The number of civilian casualties caused specifically by suicide IED attacks increased by 46 percent during that time, according to the report.

UNAMA also expressed concerns over a rise in deliberate attacks on civilians, mostly carried out by the Taliban and the local Islamic State affiliate.

Between January 1 and September 30, the mission recorded 2,354 civilian casualties, including 676 deaths, from 93 suicide and other IED attacks that deliberately targeted civilians, an increase of more than two-thirds in the number of civilian casualties and nearly double the number of attacks compared with the same period in 2017.

“Deliberately targeting civilians is a war crime and cannot be tolerated,” said Tadamichi Yamamoto, the U.N. Secretary-General’s Special Representative for Afghanistan.

“The unpredictable nature of these types of attacks has caused Afghans unbearable suffering and forced them to live in fear of the next explosion, severely curtailing their ability to carry out normal lives,” Yamamoto added.

This year, victims of deliberate attacks have included students, sports fans and worshippers at mosques. The country’s Shiite Hazara minority appear to have been targeted specifically.

“It wasn’t like this in the past,” Mira Ali, a Hazara business owner in Kabul, told Stars and Stripes.

Ali’s 29-year-old nephew was killed last month when a suicide bomber attacked a gym in a Hazara neighborhood of the capital.
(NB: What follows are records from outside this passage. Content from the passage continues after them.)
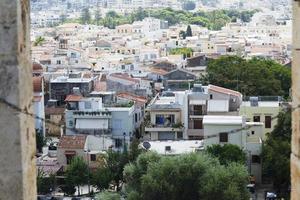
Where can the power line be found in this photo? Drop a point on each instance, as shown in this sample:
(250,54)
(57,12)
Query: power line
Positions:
(26,112)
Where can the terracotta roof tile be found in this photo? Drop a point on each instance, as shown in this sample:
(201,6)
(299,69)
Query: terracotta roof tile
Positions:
(72,142)
(73,97)
(37,84)
(224,90)
(133,97)
(54,110)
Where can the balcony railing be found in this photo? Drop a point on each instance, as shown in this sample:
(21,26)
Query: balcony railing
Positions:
(92,113)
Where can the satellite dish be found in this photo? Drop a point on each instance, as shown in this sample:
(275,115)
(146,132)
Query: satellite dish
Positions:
(146,145)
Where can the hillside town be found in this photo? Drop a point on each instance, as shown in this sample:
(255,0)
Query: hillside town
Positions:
(149,86)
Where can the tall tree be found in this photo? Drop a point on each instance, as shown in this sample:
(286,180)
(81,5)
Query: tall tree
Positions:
(196,176)
(188,5)
(97,17)
(189,31)
(276,154)
(254,77)
(77,173)
(45,184)
(85,16)
(116,162)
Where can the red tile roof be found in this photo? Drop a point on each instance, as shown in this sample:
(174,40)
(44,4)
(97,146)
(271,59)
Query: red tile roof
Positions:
(72,142)
(37,84)
(125,77)
(224,90)
(54,110)
(37,67)
(133,97)
(73,97)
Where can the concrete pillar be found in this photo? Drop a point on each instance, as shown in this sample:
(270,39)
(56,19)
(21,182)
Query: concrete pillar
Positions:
(17,136)
(295,156)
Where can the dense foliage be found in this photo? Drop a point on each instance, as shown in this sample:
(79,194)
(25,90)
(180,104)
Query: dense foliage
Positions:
(213,20)
(189,5)
(77,173)
(196,176)
(276,154)
(45,184)
(227,153)
(254,77)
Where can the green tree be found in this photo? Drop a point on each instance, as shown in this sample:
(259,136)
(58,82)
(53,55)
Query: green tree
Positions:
(45,184)
(63,18)
(276,154)
(196,176)
(189,5)
(108,196)
(189,31)
(97,18)
(85,16)
(77,173)
(39,41)
(227,153)
(101,178)
(40,141)
(254,77)
(116,162)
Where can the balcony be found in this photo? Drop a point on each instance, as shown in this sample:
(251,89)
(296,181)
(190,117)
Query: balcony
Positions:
(91,114)
(197,113)
(195,132)
(164,127)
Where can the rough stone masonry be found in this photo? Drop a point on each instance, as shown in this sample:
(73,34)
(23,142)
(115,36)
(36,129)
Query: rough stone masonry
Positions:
(295,155)
(17,136)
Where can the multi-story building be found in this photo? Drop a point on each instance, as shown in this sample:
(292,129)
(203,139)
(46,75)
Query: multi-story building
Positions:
(62,86)
(262,109)
(191,105)
(90,116)
(235,130)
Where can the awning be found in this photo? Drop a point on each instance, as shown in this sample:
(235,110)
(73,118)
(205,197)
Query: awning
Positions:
(197,102)
(92,124)
(72,153)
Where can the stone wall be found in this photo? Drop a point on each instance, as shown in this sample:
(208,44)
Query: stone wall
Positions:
(295,156)
(17,143)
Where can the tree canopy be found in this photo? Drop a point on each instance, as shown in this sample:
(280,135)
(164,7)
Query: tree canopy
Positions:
(189,5)
(197,176)
(213,20)
(254,77)
(77,173)
(276,154)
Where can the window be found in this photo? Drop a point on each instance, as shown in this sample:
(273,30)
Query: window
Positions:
(179,135)
(87,105)
(159,119)
(256,118)
(117,124)
(198,124)
(118,143)
(223,137)
(255,159)
(268,121)
(93,157)
(69,159)
(198,110)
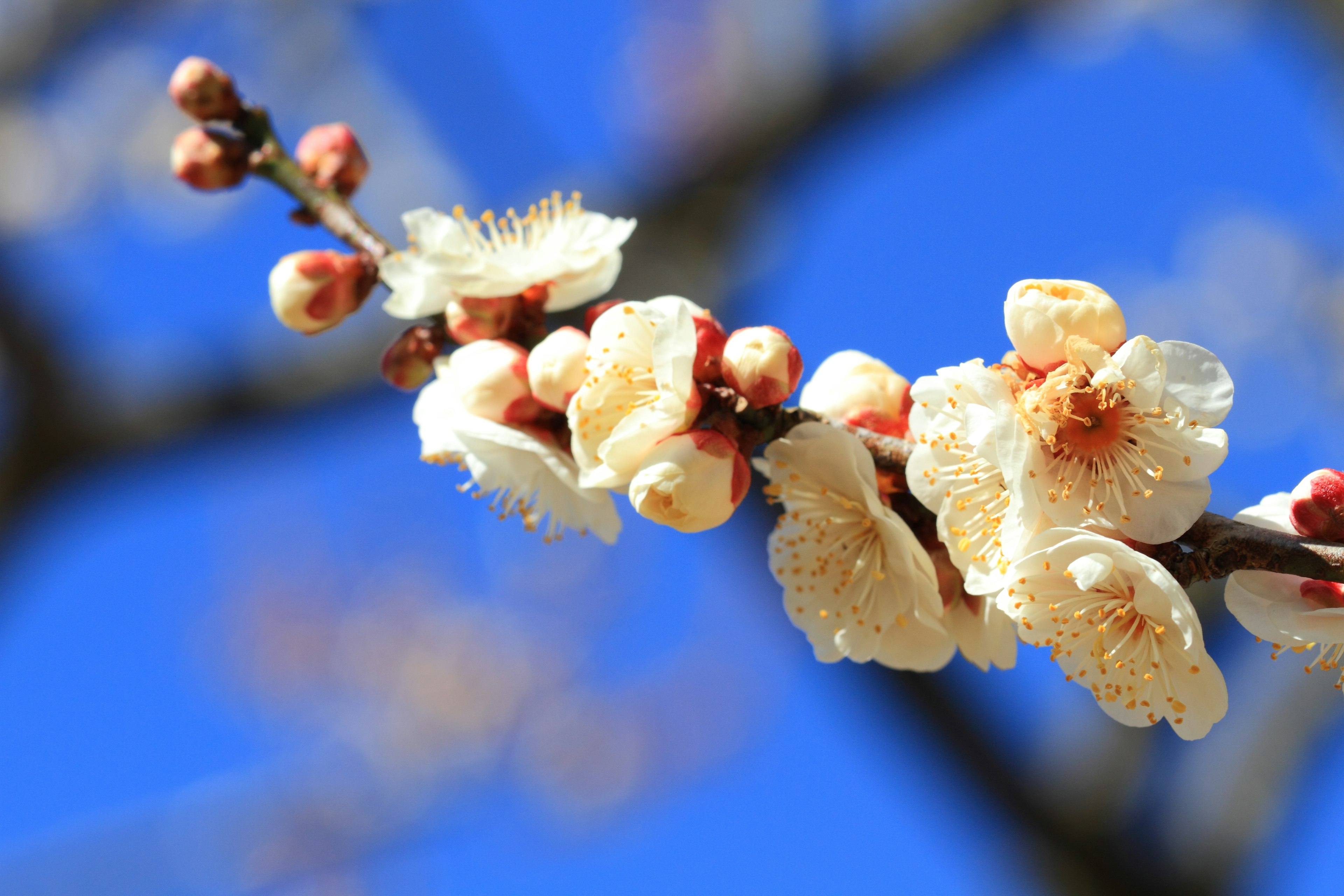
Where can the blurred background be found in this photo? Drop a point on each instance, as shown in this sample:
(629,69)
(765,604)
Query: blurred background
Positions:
(252,645)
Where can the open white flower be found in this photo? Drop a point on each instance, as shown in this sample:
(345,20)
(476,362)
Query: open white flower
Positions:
(1124,441)
(639,390)
(855,578)
(1287,610)
(526,471)
(573,252)
(1120,625)
(955,469)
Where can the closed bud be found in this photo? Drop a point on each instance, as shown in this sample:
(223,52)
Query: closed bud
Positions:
(315,290)
(1041,315)
(411,360)
(761,365)
(1318,510)
(555,369)
(209,159)
(475,319)
(710,340)
(331,155)
(203,91)
(491,381)
(862,391)
(597,311)
(691,483)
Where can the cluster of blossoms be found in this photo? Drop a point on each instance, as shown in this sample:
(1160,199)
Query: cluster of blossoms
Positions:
(1033,506)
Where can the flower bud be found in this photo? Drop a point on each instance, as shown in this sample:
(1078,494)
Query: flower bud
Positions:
(491,379)
(691,481)
(597,311)
(411,360)
(315,290)
(710,340)
(331,155)
(203,91)
(761,365)
(1041,315)
(862,391)
(475,319)
(557,367)
(209,159)
(1318,510)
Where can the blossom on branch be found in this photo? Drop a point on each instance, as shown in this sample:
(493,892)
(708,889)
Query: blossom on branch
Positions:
(639,389)
(862,391)
(855,578)
(1120,625)
(525,468)
(1124,441)
(570,252)
(1289,612)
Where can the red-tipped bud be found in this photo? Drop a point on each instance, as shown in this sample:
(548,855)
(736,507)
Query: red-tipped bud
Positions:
(315,290)
(203,91)
(597,311)
(555,367)
(1318,508)
(710,340)
(411,360)
(761,365)
(693,481)
(475,319)
(491,379)
(331,155)
(209,159)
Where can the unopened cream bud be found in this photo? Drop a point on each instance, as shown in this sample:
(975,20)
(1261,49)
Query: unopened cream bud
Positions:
(862,391)
(693,481)
(710,340)
(475,319)
(597,311)
(315,290)
(555,369)
(209,159)
(331,155)
(1318,510)
(409,362)
(761,365)
(1041,315)
(491,381)
(203,91)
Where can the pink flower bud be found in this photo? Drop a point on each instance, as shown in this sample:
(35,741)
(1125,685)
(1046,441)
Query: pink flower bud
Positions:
(315,290)
(331,155)
(597,311)
(203,91)
(691,483)
(476,319)
(557,367)
(761,365)
(411,360)
(1318,508)
(491,381)
(209,159)
(710,340)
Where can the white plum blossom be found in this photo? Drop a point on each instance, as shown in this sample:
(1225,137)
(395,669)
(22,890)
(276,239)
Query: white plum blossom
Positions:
(1123,441)
(1121,626)
(560,245)
(639,389)
(693,481)
(1041,315)
(523,468)
(855,578)
(953,469)
(1289,612)
(859,390)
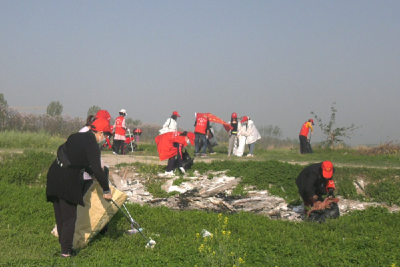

“Now Daesh is directly targeting us; Afghans are getting killed like sheep here,” Ali said, using an Arabic acronym for Islamic State. “No side cares about it — not the terrorists, not the government forces, not the foreign forces.”

Civilian casualties are often seen as a metric for gauging success in the U.S.’s longest war, which entered its 18th year on Sunday.

Other metrics causing concern are the amount of territory held by insurgents and casualties among Afghan forces. According to Pentagon and independent analyses, insurgents hold or contest more territory than at any time since the 2001 U.S. invasion. Last month, the Afghan defense minister announced that August was the deadliest month ever for Afghan forces, with more than 500 soldiers killed.